[tahoe-dev] Is it useful to truncate mutable files?
Brian Warner
warner-tahoe at allmydata.com
Wed Jun 17 00:19:25 PDT 2009
On Wed, 17 Jun 2009 00:17:15 -0600
Shawn Willden <shawn-tahoe at willden.org> wrote:
> However, it seems to me that it is possible to reduce the waste
> by "truncating" mutable files. By that I mean overwrite them with a
> zero-length content. There will still be some space consumed by the
> truncatd file, but it should be less -- ideally about size * n / k
> bytes less.
>
> Is there any reason this is less effective than it may appear? Or
> why it might potentially be a bad idea?
None that I can think of. ext3 (and probably everything except reiserfs4)
tends to consume at least one disk block per file, plus Tahoe stores shares
in a per-storage-index directory, so it's likely that the minimum consumption
will be about 2*4KiB*N per file (maybe 2*2KiB*N, depends upon the partition
size). And, we tend to only use mutable files for directories, which tend to
be relatively small, so it might not win you enough to be worth the effort.
But if you've created a lot of large mutable files and then feel like
deleting them, then yeah, truncating them first will save you backend space.

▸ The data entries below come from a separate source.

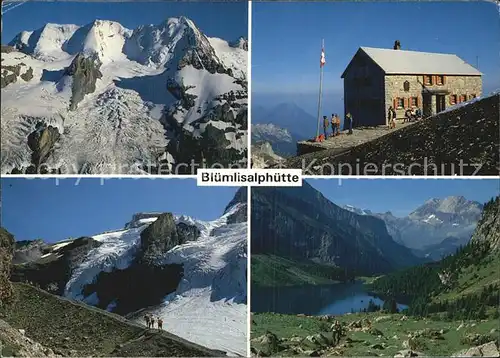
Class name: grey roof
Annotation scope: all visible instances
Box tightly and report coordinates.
[342,47,482,77]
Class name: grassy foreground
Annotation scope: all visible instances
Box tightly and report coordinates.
[251,254,354,287]
[0,283,221,357]
[251,312,499,357]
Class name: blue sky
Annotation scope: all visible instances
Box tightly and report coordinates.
[252,1,500,116]
[2,178,237,242]
[307,179,500,216]
[2,1,248,42]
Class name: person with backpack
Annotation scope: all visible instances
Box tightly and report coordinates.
[387,106,396,129]
[345,112,353,134]
[335,114,340,135]
[323,116,329,139]
[331,113,338,137]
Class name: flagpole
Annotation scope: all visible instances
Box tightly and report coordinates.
[316,39,326,139]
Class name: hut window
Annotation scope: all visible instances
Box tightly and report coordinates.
[396,97,405,109]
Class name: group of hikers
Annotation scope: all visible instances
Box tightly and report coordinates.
[144,314,163,329]
[330,320,345,345]
[387,106,422,129]
[323,113,353,139]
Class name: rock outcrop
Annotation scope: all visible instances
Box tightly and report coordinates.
[224,187,248,224]
[251,182,420,274]
[65,53,102,111]
[28,122,60,174]
[139,213,200,263]
[141,213,183,261]
[0,227,14,308]
[471,196,500,250]
[11,237,101,295]
[0,62,33,88]
[0,319,58,357]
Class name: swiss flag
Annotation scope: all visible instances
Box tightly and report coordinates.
[319,49,326,67]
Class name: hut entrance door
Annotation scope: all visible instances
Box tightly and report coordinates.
[436,94,446,113]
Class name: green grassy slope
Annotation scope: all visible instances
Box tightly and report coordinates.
[251,312,499,357]
[0,283,221,357]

Incidentally, the storage server protocol has a provision for letting clients
explicitly delete mutable-file shares: setting the share size to 0 tells the
server it should just delete the share. I added this to let a mutable-repair
operation get rid of superfluous shares.
(Note that this is not the same as setting the mutable file's contents to the
empty string: even an empty file gets encoded into non-zero-sized shares,
since there are hashes and keys and stuff. It's only when the server-side
container is set to zero-length that the share gets deleted.)